Dans son livre, l'auteur insiste sur l'importance du temps pour produire un travail de valeur : "L'erreur est de croire que le succès tombe du ciel, alors qu'il faut en général 10 000 heures de travail pour arriver à la maîtrise d'un art ou d'une technique."

Avant de connaître le succès, les Beatles s'étaient produits sur scène un millier de fois dans des clubs d'effeuilleuses de Hambourg, un nombre de prestations démesuré qu'aucun groupe de musique actuel ne peut aujourd'hui se permettre.

La progression du talent n'est pas non plus linéaire, elle ne peut être suivie pas à pas : "C'est souvent un processus d'essais et d'erreurs imprévisible, de hauts et de bas." Dans certains cas, une première faiblesse peut même devenir une force, grâce à ce que des psychologues ont appelé l'apprentissage par compensation. C'est le cas de quarts-arrières au football : des études ont montré que ceux qui sont bons sans être parmi les premiers repêchés et qui, de plus, ont un quotient intellectuel inférieur au QI moyen des quarts-arrières (!) fournissent des performances légèrement supérieures à celles de leurs rivaux plus favorisés intellectuellement ou au repêchage.

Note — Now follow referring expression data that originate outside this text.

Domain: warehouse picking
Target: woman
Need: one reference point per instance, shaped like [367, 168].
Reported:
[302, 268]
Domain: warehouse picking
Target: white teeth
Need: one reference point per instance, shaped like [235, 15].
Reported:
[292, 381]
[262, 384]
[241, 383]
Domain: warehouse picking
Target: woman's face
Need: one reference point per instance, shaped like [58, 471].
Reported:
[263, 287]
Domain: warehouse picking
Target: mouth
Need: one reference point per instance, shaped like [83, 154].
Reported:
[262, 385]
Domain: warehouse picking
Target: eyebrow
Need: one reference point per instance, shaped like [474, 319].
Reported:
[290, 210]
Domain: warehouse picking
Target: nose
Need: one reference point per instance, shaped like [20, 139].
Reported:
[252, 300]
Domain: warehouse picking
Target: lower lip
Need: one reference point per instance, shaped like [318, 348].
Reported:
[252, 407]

Ces leçons sont d'autant plus vraies que le monde est complexe et changeant et que partir d'une grande idée précise pour atteindre un but déterminé sera de plus en plus difficile, a avancé M. Gladwell. Les projets appelés à réussir sont ceux qui seront développés à tâtons, sans partir d'objectifs trop définis.

Rééduquer les investisseurs

Les gestionnaires peuvent dire qu'ils n'ont plus le temps ni les ressources pour soutenir des projets de longue haleine, mais il reste qu'ils sont responsables de cet état de fait : "Ils décident eux-mêmes de retirer le financement. Rien, en théorie, ne les empêche d'être plus patients. Ce sont les pdg qui prennent les décisions au bout du compte", a-t-il souligné.

Warner Music, dans les années 1960 et 1970, savait doser entre les projets à court terme, qui lui permettaient de rester à flot, et d'autres à long terme, qui ne donnaient pas de résultats immédiats, a fait valoir M. Gladwell.

On pourra objecter que les gestionnaires sont davantage forcés aujourd'hui de rendre des comptes. Les yeux rivés sur le moindre résultat, des légions d'investisseurs n'hésitent pas à retirer leurs billes dès qu'une entreprise rate sa cible de profits trimestriels.

C'est pourquoi M. Gladwell a plaidé pour une rééducation des investisseurs : "Il faut réduire les attentes à court terme, qui sont souvent irréalistes." La façon dont les gestionnaires sont rémunérés devrait aussi être revue, de façon à moins valoriser le succès à très court terme.

Reste la possibilité que de précieuses ressources soient consacrées trop longtemps à des projets sans avenir. À cela, M. Gladwell n'a pas de solution facile : "On ne cesse de chercher des moyens d'encadrer le processus de prise de décision, mais rien ne peut remplacer l'exercice du jugement."